Powell also fielded several questions about the validity of the September SEP, and whether one full percentage point of cuts was still on the table for 2025.
“Let's talk about the data,” he answered. “In the main, the economic activity data have been stronger than expected. The NIPA revision was stronger, certainly the September employment report was stronger, the October report not stronger, retail sales stronger. Overall, feeling good about economic activity. I think we would factor that in.”
“At the same time, we got one inflation report which wasn't terrible, but a little higher than expected,” he added. “By December we'll have more data, one more employment report, two more inflation reports, and lots of other data reports, and we'll make a decision as we get to December.”
Asked about the FOMC’s level of concern about bond yields, Powell said they’ve seen improvement over the medium term.
“We've watched the run-up in bond rates, and it's nowhere near where it was a year ago,” he said. “Things have been moving around, and we'll see where they settle. I think it's too early to really say where they settle.”

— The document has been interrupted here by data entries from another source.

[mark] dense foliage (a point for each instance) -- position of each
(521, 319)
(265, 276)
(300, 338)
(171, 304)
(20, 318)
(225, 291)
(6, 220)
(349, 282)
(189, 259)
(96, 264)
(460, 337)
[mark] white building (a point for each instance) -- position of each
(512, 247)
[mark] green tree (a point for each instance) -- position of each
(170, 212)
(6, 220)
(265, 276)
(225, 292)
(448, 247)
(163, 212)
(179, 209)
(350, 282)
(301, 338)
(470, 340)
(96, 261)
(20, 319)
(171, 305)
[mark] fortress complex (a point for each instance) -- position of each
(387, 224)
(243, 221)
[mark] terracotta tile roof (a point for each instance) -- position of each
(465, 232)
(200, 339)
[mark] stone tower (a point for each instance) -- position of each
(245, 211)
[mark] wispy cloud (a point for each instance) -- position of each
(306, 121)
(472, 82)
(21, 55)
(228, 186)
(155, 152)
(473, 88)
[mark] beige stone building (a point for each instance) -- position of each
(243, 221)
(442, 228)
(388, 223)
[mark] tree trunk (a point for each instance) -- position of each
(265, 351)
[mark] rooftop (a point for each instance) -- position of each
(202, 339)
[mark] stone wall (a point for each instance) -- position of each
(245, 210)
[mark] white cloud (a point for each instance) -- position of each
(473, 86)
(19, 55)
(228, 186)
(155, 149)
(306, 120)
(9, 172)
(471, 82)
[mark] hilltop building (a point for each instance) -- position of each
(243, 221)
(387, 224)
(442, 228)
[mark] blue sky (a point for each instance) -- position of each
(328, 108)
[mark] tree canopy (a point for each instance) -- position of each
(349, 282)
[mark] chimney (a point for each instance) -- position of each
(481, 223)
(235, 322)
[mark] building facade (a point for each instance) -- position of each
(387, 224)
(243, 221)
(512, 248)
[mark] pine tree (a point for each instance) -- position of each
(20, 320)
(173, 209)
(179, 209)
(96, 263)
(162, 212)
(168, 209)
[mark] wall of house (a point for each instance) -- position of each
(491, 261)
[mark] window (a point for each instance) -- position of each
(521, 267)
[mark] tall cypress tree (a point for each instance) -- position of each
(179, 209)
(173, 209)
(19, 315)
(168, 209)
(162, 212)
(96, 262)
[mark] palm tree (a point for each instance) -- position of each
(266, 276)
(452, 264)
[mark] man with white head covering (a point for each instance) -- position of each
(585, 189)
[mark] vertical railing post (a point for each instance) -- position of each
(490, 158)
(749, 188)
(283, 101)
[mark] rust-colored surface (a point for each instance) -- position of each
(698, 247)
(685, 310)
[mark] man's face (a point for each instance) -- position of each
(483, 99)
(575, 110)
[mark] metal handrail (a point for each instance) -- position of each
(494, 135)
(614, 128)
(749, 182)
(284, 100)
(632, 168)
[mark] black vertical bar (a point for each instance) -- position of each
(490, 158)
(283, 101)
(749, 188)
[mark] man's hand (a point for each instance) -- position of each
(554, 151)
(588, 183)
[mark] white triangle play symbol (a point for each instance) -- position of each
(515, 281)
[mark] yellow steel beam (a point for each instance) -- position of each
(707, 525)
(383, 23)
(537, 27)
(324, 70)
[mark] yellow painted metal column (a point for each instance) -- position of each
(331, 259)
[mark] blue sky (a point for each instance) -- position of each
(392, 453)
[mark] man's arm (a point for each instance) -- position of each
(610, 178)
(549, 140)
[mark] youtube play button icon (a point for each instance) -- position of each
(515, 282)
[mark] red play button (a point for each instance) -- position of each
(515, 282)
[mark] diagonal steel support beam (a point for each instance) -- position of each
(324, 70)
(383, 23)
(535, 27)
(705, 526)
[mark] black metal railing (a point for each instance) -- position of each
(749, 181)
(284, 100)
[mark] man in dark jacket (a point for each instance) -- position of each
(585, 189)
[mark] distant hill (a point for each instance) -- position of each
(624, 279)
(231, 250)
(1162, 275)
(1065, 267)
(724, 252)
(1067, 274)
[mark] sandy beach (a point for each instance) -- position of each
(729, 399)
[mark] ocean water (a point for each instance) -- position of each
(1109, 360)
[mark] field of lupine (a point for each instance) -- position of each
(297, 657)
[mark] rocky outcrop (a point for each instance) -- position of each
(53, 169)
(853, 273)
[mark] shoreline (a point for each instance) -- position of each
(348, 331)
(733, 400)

The final question for Powell was whether he thought it would be appropriate for the Fed to intentionally undershoot its 2 percent inflation target for a while to enable people to “catch up.”
“No, that's not the way our framework works,” he said. “We're aiming for inflation at 2 percent. We did not think it would be appropriate to deliberately undershoot. Low inflation can be a problem, too. That's not part of our framework, and it's not something we're going to be looking at in our framework.”
Spot gold saw little reaction to the rate cut itself, and was trading in a narrow range between $2,690 and $2,695 for the early part of the press conference, but after Powell’s pushback against resignation, it shot up to a session-high $2,710.52 per ounce and remained elevated thereafter.

Spot gold last traded at $2,708.16 per ounce for a gain of 1.84% on the daily chart.